[The Judgment House by Gilbert Parker]@TWC D-Link bookThe Judgment House CHAPTER IV 1/20
THE PARTNERS MEET England was more stunned than shocked.
The dark significance, the evil consequences destined to flow from the Jameson Raid had not yet reached the general mind.
There was something gallant and romantic in this wild invasion: a few hundred men, with no commissariat and insufficient clothing, with enough ammunition and guns for only the merest flurry of battle, doing this unbelievable gamble with Fate--challenging a republic of fighting men with well-stocked arsenals and capable artillery, with ample sources of supply, with command of railways and communications.
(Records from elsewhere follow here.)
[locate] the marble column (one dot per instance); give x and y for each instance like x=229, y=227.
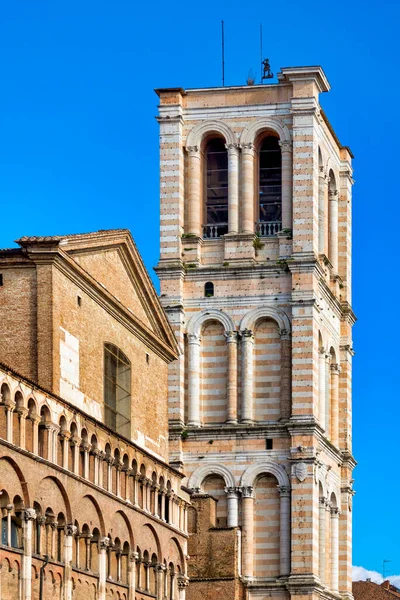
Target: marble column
x=194, y=190
x=247, y=375
x=194, y=380
x=70, y=532
x=286, y=374
x=247, y=188
x=335, y=373
x=335, y=549
x=287, y=184
x=321, y=386
x=333, y=229
x=133, y=558
x=285, y=538
x=103, y=547
x=247, y=531
x=29, y=515
x=182, y=585
x=232, y=496
x=321, y=210
x=322, y=539
x=233, y=188
x=231, y=338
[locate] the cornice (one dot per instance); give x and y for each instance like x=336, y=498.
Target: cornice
x=80, y=277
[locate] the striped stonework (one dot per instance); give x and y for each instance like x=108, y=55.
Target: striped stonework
x=260, y=398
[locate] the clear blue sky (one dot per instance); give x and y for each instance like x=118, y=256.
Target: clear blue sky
x=79, y=152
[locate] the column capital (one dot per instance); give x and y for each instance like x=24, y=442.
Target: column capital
x=104, y=543
x=285, y=334
x=247, y=335
x=247, y=147
x=231, y=336
x=232, y=492
x=71, y=530
x=284, y=491
x=247, y=491
x=193, y=150
x=194, y=338
x=286, y=145
x=232, y=147
x=29, y=514
x=183, y=581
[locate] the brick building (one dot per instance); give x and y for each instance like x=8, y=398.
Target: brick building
x=210, y=440
x=255, y=272
x=84, y=473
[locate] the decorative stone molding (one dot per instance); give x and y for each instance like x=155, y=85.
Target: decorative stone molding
x=29, y=514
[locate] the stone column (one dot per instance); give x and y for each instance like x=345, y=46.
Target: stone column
x=9, y=509
x=194, y=190
x=247, y=531
x=247, y=375
x=70, y=532
x=86, y=449
x=103, y=547
x=183, y=582
x=335, y=549
x=29, y=515
x=65, y=438
x=194, y=380
x=232, y=496
x=328, y=396
x=133, y=558
x=96, y=465
x=247, y=188
x=333, y=229
x=233, y=188
x=321, y=210
x=284, y=492
x=286, y=374
x=9, y=408
x=231, y=338
x=159, y=581
x=36, y=420
x=287, y=184
x=22, y=414
x=322, y=539
x=321, y=387
x=335, y=373
x=163, y=494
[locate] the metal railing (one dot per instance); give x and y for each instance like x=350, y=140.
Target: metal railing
x=268, y=228
x=214, y=230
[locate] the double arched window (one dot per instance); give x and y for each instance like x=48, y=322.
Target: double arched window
x=117, y=390
x=270, y=187
x=216, y=188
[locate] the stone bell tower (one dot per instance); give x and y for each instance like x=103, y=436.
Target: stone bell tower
x=255, y=273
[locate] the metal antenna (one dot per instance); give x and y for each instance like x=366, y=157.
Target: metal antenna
x=384, y=567
x=261, y=55
x=223, y=54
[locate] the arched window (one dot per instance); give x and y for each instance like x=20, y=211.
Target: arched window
x=270, y=187
x=117, y=390
x=216, y=188
x=209, y=289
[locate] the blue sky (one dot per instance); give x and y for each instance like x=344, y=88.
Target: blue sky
x=79, y=152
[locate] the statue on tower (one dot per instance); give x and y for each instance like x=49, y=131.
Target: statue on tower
x=267, y=74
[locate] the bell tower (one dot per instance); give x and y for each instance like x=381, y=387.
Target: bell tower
x=255, y=272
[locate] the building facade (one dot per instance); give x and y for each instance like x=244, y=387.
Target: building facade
x=91, y=508
x=255, y=272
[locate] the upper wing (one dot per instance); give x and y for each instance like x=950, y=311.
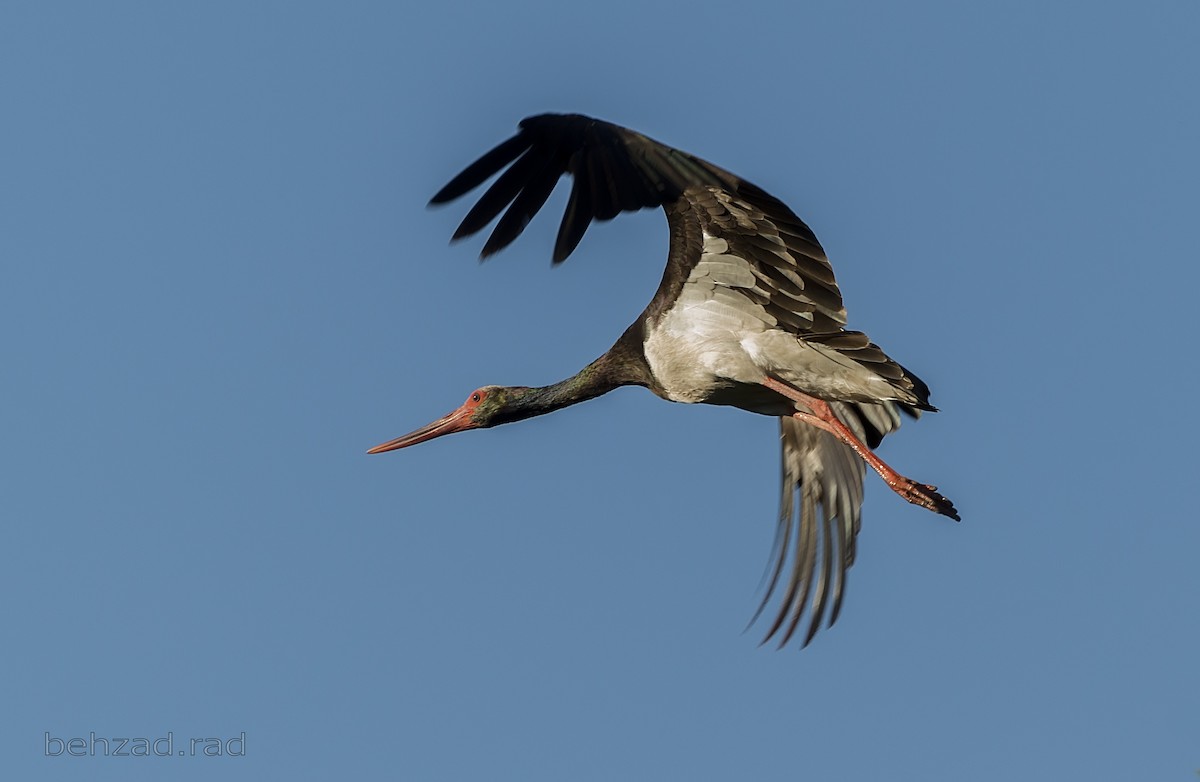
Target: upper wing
x=819, y=535
x=615, y=170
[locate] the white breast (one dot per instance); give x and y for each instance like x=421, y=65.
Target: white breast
x=696, y=348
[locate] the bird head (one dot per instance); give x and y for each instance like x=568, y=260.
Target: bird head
x=484, y=408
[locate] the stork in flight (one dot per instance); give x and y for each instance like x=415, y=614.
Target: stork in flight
x=748, y=314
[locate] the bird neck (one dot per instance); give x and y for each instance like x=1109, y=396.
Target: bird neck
x=598, y=378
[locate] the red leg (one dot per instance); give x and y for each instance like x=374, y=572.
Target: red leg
x=823, y=417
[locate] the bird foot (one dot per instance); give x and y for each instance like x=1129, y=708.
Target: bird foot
x=925, y=495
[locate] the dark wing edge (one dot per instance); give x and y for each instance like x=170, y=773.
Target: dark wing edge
x=615, y=170
x=820, y=515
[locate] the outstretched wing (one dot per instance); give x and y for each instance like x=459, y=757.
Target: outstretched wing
x=817, y=534
x=615, y=170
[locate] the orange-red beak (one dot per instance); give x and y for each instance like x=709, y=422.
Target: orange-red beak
x=457, y=421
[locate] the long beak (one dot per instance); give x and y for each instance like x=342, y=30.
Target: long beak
x=457, y=421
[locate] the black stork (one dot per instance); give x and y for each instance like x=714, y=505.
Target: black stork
x=748, y=314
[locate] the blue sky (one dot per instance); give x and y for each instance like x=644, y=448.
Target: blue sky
x=221, y=286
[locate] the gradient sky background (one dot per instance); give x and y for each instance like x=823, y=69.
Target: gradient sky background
x=221, y=286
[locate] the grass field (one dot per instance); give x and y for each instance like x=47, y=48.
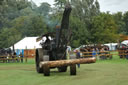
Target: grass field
x=106, y=72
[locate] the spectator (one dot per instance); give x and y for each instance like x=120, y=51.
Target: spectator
x=93, y=53
x=78, y=56
x=21, y=57
x=126, y=53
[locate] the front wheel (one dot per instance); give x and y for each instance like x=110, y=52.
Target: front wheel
x=73, y=69
x=62, y=69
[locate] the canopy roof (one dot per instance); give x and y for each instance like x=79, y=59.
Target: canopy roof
x=27, y=43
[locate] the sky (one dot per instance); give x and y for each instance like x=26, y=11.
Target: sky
x=105, y=5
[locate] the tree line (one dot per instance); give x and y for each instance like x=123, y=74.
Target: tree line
x=21, y=18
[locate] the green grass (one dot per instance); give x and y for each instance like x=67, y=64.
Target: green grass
x=105, y=72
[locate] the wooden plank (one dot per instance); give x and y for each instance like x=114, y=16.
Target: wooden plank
x=59, y=63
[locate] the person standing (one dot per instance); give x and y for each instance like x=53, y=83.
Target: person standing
x=21, y=57
x=93, y=53
x=78, y=56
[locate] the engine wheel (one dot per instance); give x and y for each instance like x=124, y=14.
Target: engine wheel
x=62, y=69
x=46, y=70
x=73, y=69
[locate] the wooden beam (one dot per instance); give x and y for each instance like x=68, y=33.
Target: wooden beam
x=60, y=63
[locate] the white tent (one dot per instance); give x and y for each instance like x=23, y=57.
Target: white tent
x=27, y=42
x=125, y=42
x=112, y=46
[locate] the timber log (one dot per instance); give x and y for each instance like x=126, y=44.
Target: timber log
x=59, y=63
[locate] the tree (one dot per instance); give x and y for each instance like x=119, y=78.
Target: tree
x=118, y=17
x=125, y=19
x=44, y=9
x=104, y=29
x=8, y=36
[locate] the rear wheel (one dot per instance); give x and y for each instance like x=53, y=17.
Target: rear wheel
x=62, y=69
x=46, y=70
x=73, y=69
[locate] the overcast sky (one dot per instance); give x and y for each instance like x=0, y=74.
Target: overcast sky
x=105, y=5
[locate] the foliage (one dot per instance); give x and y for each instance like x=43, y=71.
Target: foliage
x=104, y=29
x=118, y=17
x=8, y=36
x=125, y=19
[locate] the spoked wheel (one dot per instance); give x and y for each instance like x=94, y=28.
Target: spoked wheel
x=62, y=69
x=37, y=60
x=73, y=69
x=46, y=70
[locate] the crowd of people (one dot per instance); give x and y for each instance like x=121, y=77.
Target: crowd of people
x=12, y=57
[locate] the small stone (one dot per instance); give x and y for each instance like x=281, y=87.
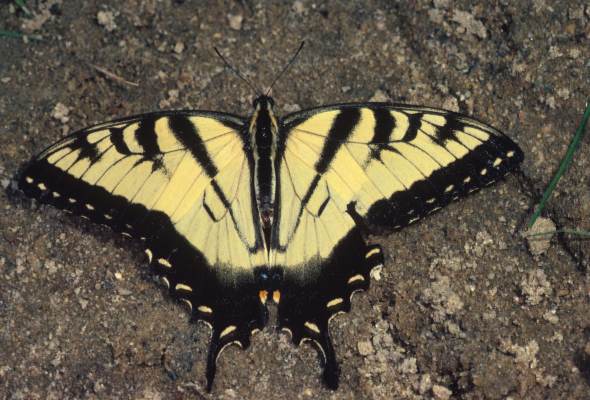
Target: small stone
x=471, y=25
x=408, y=366
x=298, y=7
x=539, y=244
x=425, y=384
x=61, y=113
x=365, y=348
x=235, y=21
x=107, y=20
x=550, y=317
x=83, y=303
x=179, y=47
x=376, y=273
x=441, y=392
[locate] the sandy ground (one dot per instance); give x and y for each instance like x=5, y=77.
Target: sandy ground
x=463, y=308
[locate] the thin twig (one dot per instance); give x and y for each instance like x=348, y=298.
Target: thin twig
x=113, y=76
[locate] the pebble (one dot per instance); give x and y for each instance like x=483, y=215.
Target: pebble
x=365, y=348
x=540, y=244
x=235, y=21
x=107, y=20
x=441, y=392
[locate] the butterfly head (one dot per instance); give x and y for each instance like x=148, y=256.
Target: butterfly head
x=263, y=102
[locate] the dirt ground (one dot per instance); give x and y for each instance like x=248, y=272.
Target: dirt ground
x=463, y=308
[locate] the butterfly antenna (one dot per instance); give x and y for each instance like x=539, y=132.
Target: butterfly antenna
x=235, y=71
x=286, y=67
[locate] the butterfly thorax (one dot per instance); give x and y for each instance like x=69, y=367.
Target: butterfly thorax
x=263, y=131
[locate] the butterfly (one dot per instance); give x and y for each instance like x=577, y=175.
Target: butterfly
x=238, y=212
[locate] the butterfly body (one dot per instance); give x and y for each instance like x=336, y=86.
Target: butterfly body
x=236, y=212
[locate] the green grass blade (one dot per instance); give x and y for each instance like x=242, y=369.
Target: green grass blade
x=584, y=234
x=11, y=34
x=14, y=34
x=565, y=163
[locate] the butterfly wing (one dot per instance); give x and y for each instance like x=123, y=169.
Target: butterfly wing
x=347, y=168
x=182, y=183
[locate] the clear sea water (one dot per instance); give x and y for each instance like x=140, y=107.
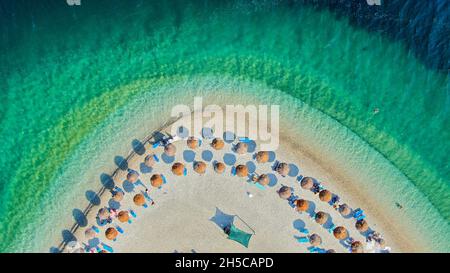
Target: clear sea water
x=80, y=83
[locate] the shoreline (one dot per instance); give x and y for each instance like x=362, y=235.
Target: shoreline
x=396, y=244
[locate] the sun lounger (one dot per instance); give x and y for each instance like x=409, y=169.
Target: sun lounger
x=303, y=239
x=119, y=229
x=156, y=158
x=107, y=248
x=245, y=139
x=304, y=231
x=155, y=145
x=133, y=213
x=95, y=229
x=259, y=186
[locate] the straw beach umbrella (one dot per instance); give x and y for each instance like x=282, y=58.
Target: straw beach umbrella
x=111, y=233
x=263, y=179
x=219, y=167
x=284, y=192
x=307, y=183
x=241, y=148
x=123, y=216
x=132, y=177
x=192, y=142
x=170, y=150
x=89, y=233
x=218, y=144
x=178, y=169
x=315, y=240
x=340, y=233
x=118, y=196
x=361, y=225
x=283, y=169
x=345, y=210
x=321, y=217
x=139, y=199
x=149, y=161
x=357, y=247
x=241, y=170
x=200, y=167
x=262, y=157
x=103, y=213
x=325, y=195
x=156, y=180
x=301, y=205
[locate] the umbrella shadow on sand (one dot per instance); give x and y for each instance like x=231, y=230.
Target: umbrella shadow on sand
x=222, y=219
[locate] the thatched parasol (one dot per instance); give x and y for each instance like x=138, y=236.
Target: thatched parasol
x=357, y=247
x=219, y=167
x=218, y=144
x=315, y=240
x=325, y=195
x=132, y=177
x=284, y=192
x=149, y=161
x=170, y=150
x=178, y=168
x=111, y=233
x=89, y=233
x=139, y=199
x=103, y=214
x=192, y=142
x=241, y=170
x=345, y=210
x=361, y=225
x=283, y=169
x=123, y=216
x=200, y=167
x=307, y=183
x=302, y=205
x=241, y=148
x=156, y=180
x=118, y=196
x=263, y=179
x=262, y=157
x=340, y=233
x=321, y=217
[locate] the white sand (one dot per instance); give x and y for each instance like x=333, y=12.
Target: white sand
x=180, y=219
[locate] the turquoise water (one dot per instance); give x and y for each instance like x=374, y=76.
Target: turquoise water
x=71, y=76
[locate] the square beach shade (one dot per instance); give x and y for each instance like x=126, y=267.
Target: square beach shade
x=239, y=236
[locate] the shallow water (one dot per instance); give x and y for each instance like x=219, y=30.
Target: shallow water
x=70, y=78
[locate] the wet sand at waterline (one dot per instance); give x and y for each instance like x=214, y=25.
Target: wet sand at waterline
x=181, y=218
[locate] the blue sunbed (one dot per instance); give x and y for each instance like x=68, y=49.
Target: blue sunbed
x=119, y=229
x=245, y=139
x=108, y=248
x=259, y=186
x=155, y=145
x=95, y=229
x=156, y=158
x=305, y=231
x=133, y=213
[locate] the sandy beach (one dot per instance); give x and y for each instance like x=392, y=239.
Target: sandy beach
x=184, y=216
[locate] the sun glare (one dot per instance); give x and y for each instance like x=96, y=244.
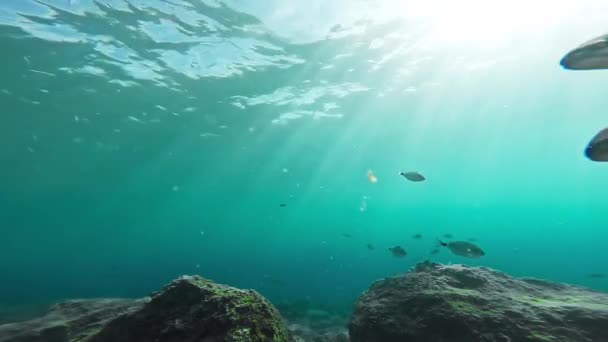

It was certainly magnificent; but it was magnificent folly. It did not take England long to decide that point; and not even the Laureate's paean in the organ of the aristocracy and upper middle class could evoke any outburst of feeling.
There was plenty of admiration for the pluck and boldness, for the careless indifference with which the raiders risked their lives; for the romantic side of the dash from Pitsani to the Rand; but the thing was so palpably impossible, as it was carried out, that there was not a knowing mind in the Islands which would not have echoed Rhodes' words, "Jameson has upset the apple-cart." Rudyard Byng did not visit Jasmine the next evening at six o'clock.